Treasurer says IRS snafu was just an accident
Wichita County Treasurer Stephen Jones told county commissioners Monday he thinks recent troubles with the Internal Revenue Service happened during a transition between office holders.
As a result, the county must pay substantial penalties to the IRS because payroll taxes weren’t paid on time.
“It’s fairly often that people make mistakes. Nobody had any malicious intent,” Jones said. “It was just an accident that happened that we’re trying to fix."
He was referring to the transition that occurred when former Treasurer Bob Hampton retired and Jones took office on Jan. 1.
He said that for several pay periods after he took office there was a misunderstanding about the due date for those taxes. The county didn't find out about the errors until April.
Wichita County pays the IRS about $250,000 per payroll cycle.
Jones said the county has not received a final figure on what the it owes, but commissioners earlier set aside up to $50,000.
Jones said his office is working with the IRS to get some remediation.
“I’m hopeful we’re going to be able to resolve this and get that payment back," he said.
Commissioners were caught off guard at a meeting on July 17 when they learned the county had amassed the penalties.
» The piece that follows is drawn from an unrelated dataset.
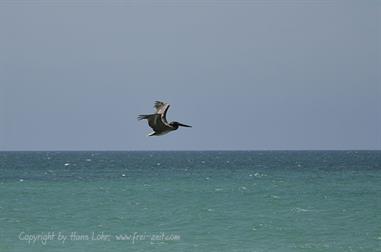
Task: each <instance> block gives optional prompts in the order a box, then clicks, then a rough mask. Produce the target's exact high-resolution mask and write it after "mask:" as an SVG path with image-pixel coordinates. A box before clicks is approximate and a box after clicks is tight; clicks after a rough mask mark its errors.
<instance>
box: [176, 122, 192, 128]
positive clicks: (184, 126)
mask: <svg viewBox="0 0 381 252" xmlns="http://www.w3.org/2000/svg"><path fill="white" fill-rule="evenodd" d="M179 126H183V127H188V128H192V126H190V125H186V124H182V123H179Z"/></svg>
"We don’t want this to happen again," Commissioner Mark Beauchamp said Monday. "I think each one of us on this court has taken angry calls from our constituents asking, 'what are you going to do to ensure this doesn’t happen again?'"
Jones said his office is taking steps to ensure the commissioners' court stays updated.
The matter
was initially placed on that meeting’s consent agenda, which is normally passed without much discussion, but Johnson moved it into the regular agenda where it sparked heated discussion. Commissioners had learned on short notice the county owned up to $50,000 to the IRS for taxes that had not been paid on time since Dec., 2022 – even though the Auditor’s Office became aware of the problem in April.
Corey Liner, the county's chief deputy auditor, said the mistake was due to a misunderstanding of what date the taxes were due to be paid. He said the Wichita County Auditor’s Office got an invoice from the IRS in April saying the county incurred a late penalty for the last payroll period of 2022, and then he discovered the county paid its taxes late throughout the first half of 2023.
Liner said the county asked for an abatement on the penalty but was turned down because of an earlier past due payment.
His boss, Chief Auditor Cheryll Jones, placed blame for the oversight on the Wichita County Treasurer’s Office, which she said is responsible for making the payments rather than her own office. She said former Treasurer Bob Hampton left no instructions on making the payments.
At the earlier meeting both Liner and Stephen Jones took responsibility for the blunder and apologized to commissioners.